The filmmaking talents of
auteur filmmaker Samuel Fuller will
be showcased by the Criterion Collection on Dec. 11 with a new 4K restoration
of his 1957 Western, Forty Guns. Both DVD and Blu-ray editions will be
available.
Tombstone, Arizona is the
backdrop for this out-of-the-ordinary Western starring Barbara Stanwyck as Jessica
Drummond, the local power — actually her, that is, and her 40 hired guns. Her brother, Brockie, played by John
Ericson, is a bully and a general all around sleeze who likes the cowardly
approach to violence.
Into this hornet’s nest
ride the Bonell Brother, Griff (Barry Sullivan), Wes (Gene Barry) and Chico
(Robert Dix), who are Federal deputies armed with an arrest warrant for one of
the local lawmen, who doubles as a stagecoach robber. Before you can say “hand’s up,” Griff
encounters Brockie and tosses his weasel butt in jail for shooting Marshal
Chisum (played by Hank Worden), who is half-blind.
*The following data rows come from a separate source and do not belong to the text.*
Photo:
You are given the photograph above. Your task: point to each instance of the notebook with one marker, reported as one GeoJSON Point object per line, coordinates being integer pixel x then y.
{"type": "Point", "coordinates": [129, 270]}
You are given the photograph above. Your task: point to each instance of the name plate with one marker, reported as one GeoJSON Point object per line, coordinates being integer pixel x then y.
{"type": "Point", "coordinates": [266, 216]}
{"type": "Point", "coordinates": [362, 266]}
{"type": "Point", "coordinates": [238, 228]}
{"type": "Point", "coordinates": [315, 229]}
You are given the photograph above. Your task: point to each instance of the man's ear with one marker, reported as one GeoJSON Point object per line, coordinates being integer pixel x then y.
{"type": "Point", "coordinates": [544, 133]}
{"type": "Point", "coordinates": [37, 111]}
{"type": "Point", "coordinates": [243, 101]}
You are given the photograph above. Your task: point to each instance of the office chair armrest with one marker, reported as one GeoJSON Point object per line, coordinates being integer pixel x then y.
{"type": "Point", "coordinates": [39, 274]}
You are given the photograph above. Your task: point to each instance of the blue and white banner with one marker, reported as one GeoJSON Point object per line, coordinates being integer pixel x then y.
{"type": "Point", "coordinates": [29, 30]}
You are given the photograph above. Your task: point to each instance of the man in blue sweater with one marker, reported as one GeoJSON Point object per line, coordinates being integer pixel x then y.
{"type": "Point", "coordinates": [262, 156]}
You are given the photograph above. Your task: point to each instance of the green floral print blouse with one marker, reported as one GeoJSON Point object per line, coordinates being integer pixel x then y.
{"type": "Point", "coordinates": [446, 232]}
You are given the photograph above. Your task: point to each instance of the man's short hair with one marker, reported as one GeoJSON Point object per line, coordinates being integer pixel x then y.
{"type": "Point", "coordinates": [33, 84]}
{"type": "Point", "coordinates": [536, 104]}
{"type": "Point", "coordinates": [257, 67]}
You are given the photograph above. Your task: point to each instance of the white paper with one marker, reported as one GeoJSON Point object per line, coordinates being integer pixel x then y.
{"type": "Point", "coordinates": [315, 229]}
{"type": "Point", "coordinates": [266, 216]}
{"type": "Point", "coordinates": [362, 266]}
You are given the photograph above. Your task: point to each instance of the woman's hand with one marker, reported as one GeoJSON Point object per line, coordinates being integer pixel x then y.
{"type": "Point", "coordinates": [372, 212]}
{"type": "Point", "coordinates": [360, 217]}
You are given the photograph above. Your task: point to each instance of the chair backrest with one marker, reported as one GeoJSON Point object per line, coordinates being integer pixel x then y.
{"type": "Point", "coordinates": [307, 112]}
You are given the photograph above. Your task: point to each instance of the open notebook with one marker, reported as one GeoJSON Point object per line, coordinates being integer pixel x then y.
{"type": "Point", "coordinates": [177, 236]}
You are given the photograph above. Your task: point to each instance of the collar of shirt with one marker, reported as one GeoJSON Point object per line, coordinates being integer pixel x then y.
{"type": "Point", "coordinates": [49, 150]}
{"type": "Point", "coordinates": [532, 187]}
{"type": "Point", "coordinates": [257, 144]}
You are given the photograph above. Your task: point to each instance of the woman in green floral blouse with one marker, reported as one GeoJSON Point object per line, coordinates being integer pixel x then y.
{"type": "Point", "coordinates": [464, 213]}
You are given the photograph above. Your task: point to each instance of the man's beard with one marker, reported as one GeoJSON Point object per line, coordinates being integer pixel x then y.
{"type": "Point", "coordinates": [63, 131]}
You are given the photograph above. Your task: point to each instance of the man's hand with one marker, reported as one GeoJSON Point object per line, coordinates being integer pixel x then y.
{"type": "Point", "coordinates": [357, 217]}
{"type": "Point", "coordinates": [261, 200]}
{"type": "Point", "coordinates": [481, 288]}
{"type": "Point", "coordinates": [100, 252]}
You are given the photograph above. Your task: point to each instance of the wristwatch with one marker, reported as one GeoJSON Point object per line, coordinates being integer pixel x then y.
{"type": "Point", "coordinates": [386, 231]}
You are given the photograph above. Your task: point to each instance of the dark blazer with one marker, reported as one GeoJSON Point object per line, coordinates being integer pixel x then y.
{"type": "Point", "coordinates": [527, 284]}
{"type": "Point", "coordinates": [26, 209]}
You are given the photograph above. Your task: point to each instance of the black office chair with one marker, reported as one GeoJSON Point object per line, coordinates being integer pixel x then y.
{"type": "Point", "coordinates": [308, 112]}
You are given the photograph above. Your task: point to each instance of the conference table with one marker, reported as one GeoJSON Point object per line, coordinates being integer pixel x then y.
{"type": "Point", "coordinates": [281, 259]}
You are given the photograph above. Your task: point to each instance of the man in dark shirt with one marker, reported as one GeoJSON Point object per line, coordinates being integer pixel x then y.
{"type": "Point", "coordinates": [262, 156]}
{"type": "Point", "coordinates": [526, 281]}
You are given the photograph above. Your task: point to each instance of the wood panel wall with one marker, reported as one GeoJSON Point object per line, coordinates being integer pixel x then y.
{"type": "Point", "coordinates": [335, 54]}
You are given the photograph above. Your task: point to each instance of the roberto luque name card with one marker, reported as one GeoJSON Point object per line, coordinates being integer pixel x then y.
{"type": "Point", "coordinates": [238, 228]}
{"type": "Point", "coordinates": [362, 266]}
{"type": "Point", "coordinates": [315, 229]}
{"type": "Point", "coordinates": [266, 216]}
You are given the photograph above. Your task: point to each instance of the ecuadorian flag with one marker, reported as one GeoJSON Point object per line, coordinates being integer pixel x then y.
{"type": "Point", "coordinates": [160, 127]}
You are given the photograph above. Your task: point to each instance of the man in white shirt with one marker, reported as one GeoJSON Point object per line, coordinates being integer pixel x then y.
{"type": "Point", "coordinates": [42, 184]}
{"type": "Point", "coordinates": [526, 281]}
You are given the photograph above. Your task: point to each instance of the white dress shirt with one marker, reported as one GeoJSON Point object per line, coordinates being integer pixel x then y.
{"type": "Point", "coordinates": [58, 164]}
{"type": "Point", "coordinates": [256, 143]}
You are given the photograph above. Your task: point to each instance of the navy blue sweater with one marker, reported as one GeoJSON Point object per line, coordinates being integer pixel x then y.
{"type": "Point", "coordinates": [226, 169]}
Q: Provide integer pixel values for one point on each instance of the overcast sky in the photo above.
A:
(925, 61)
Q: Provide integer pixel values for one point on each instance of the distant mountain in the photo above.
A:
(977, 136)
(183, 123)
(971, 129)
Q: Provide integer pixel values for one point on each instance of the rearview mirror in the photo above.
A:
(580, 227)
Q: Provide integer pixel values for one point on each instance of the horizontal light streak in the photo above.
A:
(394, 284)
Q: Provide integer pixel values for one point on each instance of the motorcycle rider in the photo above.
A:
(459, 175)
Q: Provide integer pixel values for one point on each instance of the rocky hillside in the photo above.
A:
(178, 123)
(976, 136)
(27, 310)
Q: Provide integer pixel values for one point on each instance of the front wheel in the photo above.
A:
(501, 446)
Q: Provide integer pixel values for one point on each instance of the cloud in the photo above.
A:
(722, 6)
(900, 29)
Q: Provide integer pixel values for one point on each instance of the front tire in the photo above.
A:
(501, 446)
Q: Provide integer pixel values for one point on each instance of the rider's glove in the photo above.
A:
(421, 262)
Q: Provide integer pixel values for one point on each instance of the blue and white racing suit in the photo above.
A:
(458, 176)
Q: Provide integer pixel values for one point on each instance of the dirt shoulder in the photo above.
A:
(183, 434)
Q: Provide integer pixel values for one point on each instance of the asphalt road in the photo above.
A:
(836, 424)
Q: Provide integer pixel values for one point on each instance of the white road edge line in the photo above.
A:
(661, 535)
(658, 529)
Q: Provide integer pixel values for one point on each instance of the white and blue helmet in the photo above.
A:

It doesn’t take too much imagination as what
is going to happen next. When your
little brother is in jail and you have 40 gunslingers at your disposal, you don
your best black Western outfit, saddle up and ride to town.
Meanwhile, Wes falls in
love with a local gunsmith by the name of Louvenia (Eve Brent) and makes plans
for a wedding … a tragic wedding to be sure.
Forty Guns brings together a top-notch cast, a script that
doesn’t follow “the code,” amazing visuals (cinematography by Joseph F. Biroc —
Oscar-winner for The Towering Inferno and also nominated for his work on Hush...Hush,
Sweet Charlotte) and at least two scenes that stick with you long after
the viewing — the wedding sequence and a magnificently-staged shootout between
Griff and Brockie that is nothing short of stunning … one of those OMG screen
moments!
Bonus goodies included
with Forty
Guns include Fuller’s daughter, Samantha Fuller’s 2013 feature-length
documentary, A Fuller Life, and two newly-prepared video sessions — the
first featuring Fuller’s wife and daughter, Christa Lang-Fuller and Samantha,
and the second with author and film critic Imogen Sara Smith (“In Lonely
Places: Film Noir Beyond the City”).
Also on the December
restoration calendar from the Criterion Collection are director Euzhan Palcy’s
1989 film adaptation of the André Brink novel, A Dry White Season (new
4K restoration, Dec. 11), an updated presentation of Ingmar Bergman’s Sawdust
and Tinsel (Dec. 18, first issued by Criterion in 2003 — new 2K
restoration) and iconic French filmmaker Julien Duvivier’s first post-war film
venture, Panique (new 2K restoration, also Dec. 18).